I was trying so hard to erase the fact I was Asian, I never talk about such a cutting subject as race with my Asian friends even when the opportunity flirted with us we ignored it. When I began this project, I thought this would be a great excuse to ask my friends finally the unspoken, “how did food shape you as a child and the way you grew up”, also known as, “can we talk about how all the
teachers in our school were all racist? Even the nice ones?”
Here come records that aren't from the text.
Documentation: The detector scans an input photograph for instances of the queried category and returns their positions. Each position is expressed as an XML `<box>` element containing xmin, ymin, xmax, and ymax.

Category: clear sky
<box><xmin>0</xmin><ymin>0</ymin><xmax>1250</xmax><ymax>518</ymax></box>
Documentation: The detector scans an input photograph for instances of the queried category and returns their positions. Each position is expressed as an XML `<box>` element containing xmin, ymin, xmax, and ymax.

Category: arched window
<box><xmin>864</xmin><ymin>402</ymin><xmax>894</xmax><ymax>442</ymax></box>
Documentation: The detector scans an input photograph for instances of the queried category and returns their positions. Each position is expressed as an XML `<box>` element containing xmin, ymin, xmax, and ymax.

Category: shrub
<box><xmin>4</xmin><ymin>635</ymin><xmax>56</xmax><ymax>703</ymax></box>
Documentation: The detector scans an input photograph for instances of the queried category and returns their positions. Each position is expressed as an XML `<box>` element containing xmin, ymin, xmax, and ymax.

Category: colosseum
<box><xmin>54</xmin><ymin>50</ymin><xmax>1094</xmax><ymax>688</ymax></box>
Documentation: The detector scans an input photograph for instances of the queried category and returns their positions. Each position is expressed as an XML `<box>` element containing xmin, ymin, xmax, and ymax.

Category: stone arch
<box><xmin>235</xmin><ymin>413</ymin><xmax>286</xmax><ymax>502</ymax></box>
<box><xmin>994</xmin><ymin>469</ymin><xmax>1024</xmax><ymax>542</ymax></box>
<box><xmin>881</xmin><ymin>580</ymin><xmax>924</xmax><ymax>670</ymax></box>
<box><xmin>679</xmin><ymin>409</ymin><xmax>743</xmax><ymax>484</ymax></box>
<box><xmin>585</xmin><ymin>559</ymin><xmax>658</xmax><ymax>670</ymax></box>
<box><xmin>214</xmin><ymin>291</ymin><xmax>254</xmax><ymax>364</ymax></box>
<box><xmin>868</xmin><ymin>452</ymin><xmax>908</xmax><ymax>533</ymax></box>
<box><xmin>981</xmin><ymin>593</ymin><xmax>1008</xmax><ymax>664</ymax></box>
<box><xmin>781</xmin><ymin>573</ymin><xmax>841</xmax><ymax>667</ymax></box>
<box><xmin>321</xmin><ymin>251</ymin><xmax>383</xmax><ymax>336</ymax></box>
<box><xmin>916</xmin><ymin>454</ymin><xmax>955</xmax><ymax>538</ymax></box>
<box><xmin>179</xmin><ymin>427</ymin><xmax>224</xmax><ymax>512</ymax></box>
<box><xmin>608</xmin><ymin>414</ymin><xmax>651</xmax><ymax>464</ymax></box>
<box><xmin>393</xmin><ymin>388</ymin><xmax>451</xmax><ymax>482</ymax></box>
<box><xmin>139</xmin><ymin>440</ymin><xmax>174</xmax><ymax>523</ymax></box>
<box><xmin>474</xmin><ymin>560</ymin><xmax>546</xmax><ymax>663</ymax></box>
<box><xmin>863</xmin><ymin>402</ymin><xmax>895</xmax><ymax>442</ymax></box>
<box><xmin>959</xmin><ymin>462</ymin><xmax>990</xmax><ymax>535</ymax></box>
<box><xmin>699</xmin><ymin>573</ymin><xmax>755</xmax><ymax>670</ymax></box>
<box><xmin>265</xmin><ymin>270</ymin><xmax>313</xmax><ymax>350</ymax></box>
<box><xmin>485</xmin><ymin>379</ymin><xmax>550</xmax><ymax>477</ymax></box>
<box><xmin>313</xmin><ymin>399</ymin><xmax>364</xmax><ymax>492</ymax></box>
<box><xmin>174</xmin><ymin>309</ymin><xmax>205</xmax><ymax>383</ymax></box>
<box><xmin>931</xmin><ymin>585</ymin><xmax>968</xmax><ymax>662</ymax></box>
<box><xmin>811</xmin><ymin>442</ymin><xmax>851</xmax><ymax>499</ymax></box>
So here is where the road forks with our experiences. My friend Monica told me that even though her food was different from all the other kids’ food, she had been there too long for anyone to question what she ate. She had a place in that community. When racism was in fashion, the “jokes” my class spewed out somehow missed Monica. At the time I was resentful of the fact that Monica was white enough, and therefore respected these interludes.
When I told Monica this, she said “yeah but they would always say ‘but you’re not really Asian’.” Now that was funny because I remember wanting, wishing that someone would tell me that I wasn’t really Asian. The dichotomy of our mindsets didn’t shock me. I was a mainlander trying to present white and she was of the second generation trying to find connections to a culture she knew she belonged to.
When it came to food anyway, Monica’s experiences were more positive than mine. As white as she presented, she didn’t seem to have much of a problem eating her Asian food in front of others.
She would often give spoonfuls of her food to the white kids in the class. Maybe I was too hurt and scared to open up my kooky Korean metal thermos to my classmates. But never fear white folks, I’m doing what you’ve been thinking the whole time you were reading this. I’m getting over it.
Ingredients
4oog of Korean noodles of your choice
Sauce
1 1/2 tablespoon of gochujang
3 tablespoons of soy sauce
3 3 tablespoons of sugar
1 clove of garlic
2 teaspoon of sesame oil
1 tablespoon of water
Garnish
2 sheets of toasted
seaweed
half a cucumber
sesame leaves (optional)
tablespoons of apple cider vinegar
Method
Noodles
1. Fill up your pot until it is just two inches below the rim and let it boil with the lid on. Prep your sauce and the garnish till the water boils.
2. When the water boils, put the noodles in and keep stirring so nothing gets stuck to the bottom.
3. When it starts to almost boil over add half a cup of cold water to this twice, until the noodles cook, follow the cooking time on the packet.
4. Once the noodles are cooked drain them and run cold water over them twice. Leave them in icy water for 3 minutes, then drain and plate up each portion in a bowl.
Sauce
1. Mince the garlic then mix all the sauce ingredients. Season to taste.
Garnish
1. Toast the seaweed (see the egg roll recipe) then break it apart into little pieces and set aside somewhere dry for the plating.
2. Julienne the cucumber and the sesame leaves if you are using them (find them at your local Korean grocery, it makes such a difference when you use the leaves) and set them aside for the plating.
Plating
Drizzle and spoon the sauce on top of the noodles, add the sesame leaves and the cucumber then sprinkle the seaweed on top. Enjoy!